If this market runs out of bears, I think it’s in trouble.
And today one of the market’s few remaining bears capitulated to the rally. Wells Fargo’s head of equity strategy Christopher Harvey hiked his year-end price target for the Standard & Poor’s 500 Index to 3,088 from 2,665. The index closed at 2,983 on Monday April 29, so the Wells Fargo target is 4.9% above Monday’s close. The previous Wells Fargo target was the second lowest on Wall Street. It’s now the second highest, according to Bloomberg, behind only the 3250 target from Deutsche Bank. (The only call lower than that of Wells Fargo before this bullish shift was from Cantor Fitzgerald.) The median is 2,950.
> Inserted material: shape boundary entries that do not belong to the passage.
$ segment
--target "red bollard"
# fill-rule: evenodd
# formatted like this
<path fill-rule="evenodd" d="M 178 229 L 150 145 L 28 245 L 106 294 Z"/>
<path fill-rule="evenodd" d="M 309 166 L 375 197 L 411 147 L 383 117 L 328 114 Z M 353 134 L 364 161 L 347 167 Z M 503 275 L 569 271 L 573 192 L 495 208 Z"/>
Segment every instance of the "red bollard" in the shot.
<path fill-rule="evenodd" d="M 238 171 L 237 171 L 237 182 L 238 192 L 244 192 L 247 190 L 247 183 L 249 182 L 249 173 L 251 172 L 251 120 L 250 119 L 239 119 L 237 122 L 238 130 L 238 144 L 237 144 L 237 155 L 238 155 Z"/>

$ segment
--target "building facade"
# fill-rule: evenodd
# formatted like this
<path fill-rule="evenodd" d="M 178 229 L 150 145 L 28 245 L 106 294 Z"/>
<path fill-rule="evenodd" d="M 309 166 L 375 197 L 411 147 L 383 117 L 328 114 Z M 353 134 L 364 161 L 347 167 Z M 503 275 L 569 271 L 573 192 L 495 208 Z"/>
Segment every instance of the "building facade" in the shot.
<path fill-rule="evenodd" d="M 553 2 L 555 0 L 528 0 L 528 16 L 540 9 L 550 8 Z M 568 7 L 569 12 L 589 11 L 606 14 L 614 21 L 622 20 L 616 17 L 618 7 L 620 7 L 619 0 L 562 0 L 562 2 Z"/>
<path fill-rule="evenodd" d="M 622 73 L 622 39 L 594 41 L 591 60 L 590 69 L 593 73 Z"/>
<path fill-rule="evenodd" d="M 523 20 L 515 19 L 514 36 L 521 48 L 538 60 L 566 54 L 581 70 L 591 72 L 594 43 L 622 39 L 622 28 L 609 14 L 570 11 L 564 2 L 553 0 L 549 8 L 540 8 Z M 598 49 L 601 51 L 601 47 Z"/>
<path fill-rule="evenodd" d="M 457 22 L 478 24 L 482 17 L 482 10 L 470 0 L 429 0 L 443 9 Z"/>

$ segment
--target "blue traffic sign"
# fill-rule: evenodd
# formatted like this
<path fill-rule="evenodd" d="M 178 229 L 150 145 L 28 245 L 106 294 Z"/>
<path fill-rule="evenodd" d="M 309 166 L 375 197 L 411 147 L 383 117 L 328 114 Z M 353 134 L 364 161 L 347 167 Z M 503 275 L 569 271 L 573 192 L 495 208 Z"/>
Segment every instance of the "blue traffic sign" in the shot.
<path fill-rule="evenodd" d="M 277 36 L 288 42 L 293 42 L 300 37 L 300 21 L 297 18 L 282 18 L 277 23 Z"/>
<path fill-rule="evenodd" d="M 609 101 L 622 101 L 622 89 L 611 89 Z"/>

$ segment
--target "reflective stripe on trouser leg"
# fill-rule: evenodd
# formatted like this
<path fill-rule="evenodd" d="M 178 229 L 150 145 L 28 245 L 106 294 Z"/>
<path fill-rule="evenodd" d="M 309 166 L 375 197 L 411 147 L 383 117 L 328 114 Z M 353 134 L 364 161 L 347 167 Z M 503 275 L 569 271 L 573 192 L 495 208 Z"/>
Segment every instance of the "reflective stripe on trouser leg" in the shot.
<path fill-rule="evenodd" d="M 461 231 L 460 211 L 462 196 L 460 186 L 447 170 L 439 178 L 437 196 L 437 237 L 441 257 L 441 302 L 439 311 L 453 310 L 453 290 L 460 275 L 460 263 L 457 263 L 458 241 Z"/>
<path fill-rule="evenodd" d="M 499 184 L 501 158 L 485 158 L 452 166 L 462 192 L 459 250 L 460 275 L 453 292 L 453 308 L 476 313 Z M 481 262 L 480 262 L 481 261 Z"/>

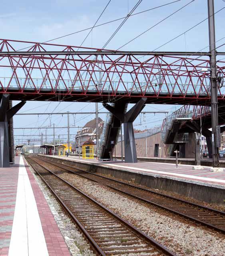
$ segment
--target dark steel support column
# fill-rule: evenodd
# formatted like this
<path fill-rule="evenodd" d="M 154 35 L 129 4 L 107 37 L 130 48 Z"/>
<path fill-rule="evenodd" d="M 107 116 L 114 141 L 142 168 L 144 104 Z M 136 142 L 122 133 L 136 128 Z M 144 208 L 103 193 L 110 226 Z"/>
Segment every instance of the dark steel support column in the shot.
<path fill-rule="evenodd" d="M 214 7 L 213 0 L 208 0 L 208 16 L 209 17 L 209 35 L 211 84 L 211 113 L 212 116 L 212 143 L 213 150 L 213 167 L 219 166 L 219 145 L 216 132 L 218 128 L 217 86 L 216 79 L 216 60 L 214 22 Z"/>
<path fill-rule="evenodd" d="M 0 167 L 10 167 L 8 122 L 13 116 L 25 104 L 21 102 L 8 108 L 9 95 L 3 94 L 0 103 Z"/>
<path fill-rule="evenodd" d="M 200 140 L 199 139 L 198 136 L 195 134 L 195 165 L 201 165 L 201 151 L 200 148 Z"/>
<path fill-rule="evenodd" d="M 179 150 L 180 151 L 180 157 L 181 158 L 185 158 L 185 144 L 182 143 L 179 144 Z"/>
<path fill-rule="evenodd" d="M 123 123 L 125 163 L 136 163 L 137 162 L 133 122 L 144 107 L 146 100 L 147 98 L 142 98 L 125 114 L 121 113 L 120 109 L 116 109 L 108 104 L 104 104 L 106 108 Z"/>
<path fill-rule="evenodd" d="M 207 136 L 205 137 L 206 144 L 207 144 L 207 148 L 209 152 L 209 158 L 211 158 L 213 157 L 213 147 L 212 145 L 212 137 L 211 136 Z"/>

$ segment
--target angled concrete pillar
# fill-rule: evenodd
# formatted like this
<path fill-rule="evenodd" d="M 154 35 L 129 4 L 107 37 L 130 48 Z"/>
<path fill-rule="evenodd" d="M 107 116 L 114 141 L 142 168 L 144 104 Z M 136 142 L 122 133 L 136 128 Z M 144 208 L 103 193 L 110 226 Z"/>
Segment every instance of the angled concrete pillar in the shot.
<path fill-rule="evenodd" d="M 2 96 L 0 103 L 0 168 L 10 167 L 8 122 L 26 103 L 21 102 L 9 109 L 9 95 Z"/>
<path fill-rule="evenodd" d="M 147 98 L 142 98 L 125 114 L 121 112 L 120 107 L 112 107 L 106 104 L 103 104 L 106 108 L 123 123 L 125 163 L 137 162 L 133 122 L 144 107 L 146 100 Z"/>
<path fill-rule="evenodd" d="M 212 145 L 212 136 L 206 136 L 205 140 L 207 144 L 207 148 L 209 152 L 209 158 L 211 158 L 213 157 L 213 146 Z"/>

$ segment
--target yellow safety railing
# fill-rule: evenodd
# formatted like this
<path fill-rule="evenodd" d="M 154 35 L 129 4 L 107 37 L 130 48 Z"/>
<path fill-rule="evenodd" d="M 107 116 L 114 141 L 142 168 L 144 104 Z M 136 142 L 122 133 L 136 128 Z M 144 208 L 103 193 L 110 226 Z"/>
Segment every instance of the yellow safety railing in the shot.
<path fill-rule="evenodd" d="M 82 146 L 82 158 L 84 159 L 94 158 L 94 146 L 93 145 L 83 145 Z"/>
What’s really interesting to me about Harvey’s call at Wells Fargo is that it’s based on higher price-to-earnings ratios and not on increasing earnings themselves. Because of the Federal Reserve’s switch to steady or even declining interest rates, and because of an investor preference for U.S. equities based on their outperformance, investors will be willing to pay more for U.S. stocks as the year goes on, Harvey argued. Harvey did not raise his target for S&P 500 earnings from his earlier $166 for 2019.
So this is an example of a call that in my opinion is based on “fear of being left out.” No analyst likes to be bearish in the face of a rally like this. And at some point the pain of being bearish just gets to be too much. You can be sure that the phones have been ringing off the hooks at Wells Fargo as money management clients have been calling to question the previous bearish positioning.
For those of us made a bit uneasy by the market’s continued climb in the face of lackluster earnings–and who worry about the size of Fed’s balance sheet and the stimulus to the economy from big government deficits–the move to bullish from bearish by one of Wall Street last bearish holdouts is another worrying sign. This rally has been supported, in part, by bears tossing in the towel and joining the bullish chorus. That works to drive up stock prices as long as there’s cash on the sidelines moving into the market to buy shares. When, however, the supply of bears is running low, then the market will have to find other reasons to move higher.
And if you suspect, as I do, that the U.S. economy will slow in the second half, those “reasons” look to be in limited supply for the latter part of 2019.
Different rigged markets are rigged in different ways. 1999-2000 market was rigged in that companies, remember Nortel?, were lying about revenue. This one is rigged in the sense that it is totally dependent on cheap money from central banks–and governments like ours are putting pressure on to make money even cheaper. Lots follows from that….
Jim, can you ever remember a time in history where the stock market felt as rigged as it is now? Every day there are carrots dangling of infrastructure spending to trade deals, to Fed being accommodating but the cat never comes out of the bag.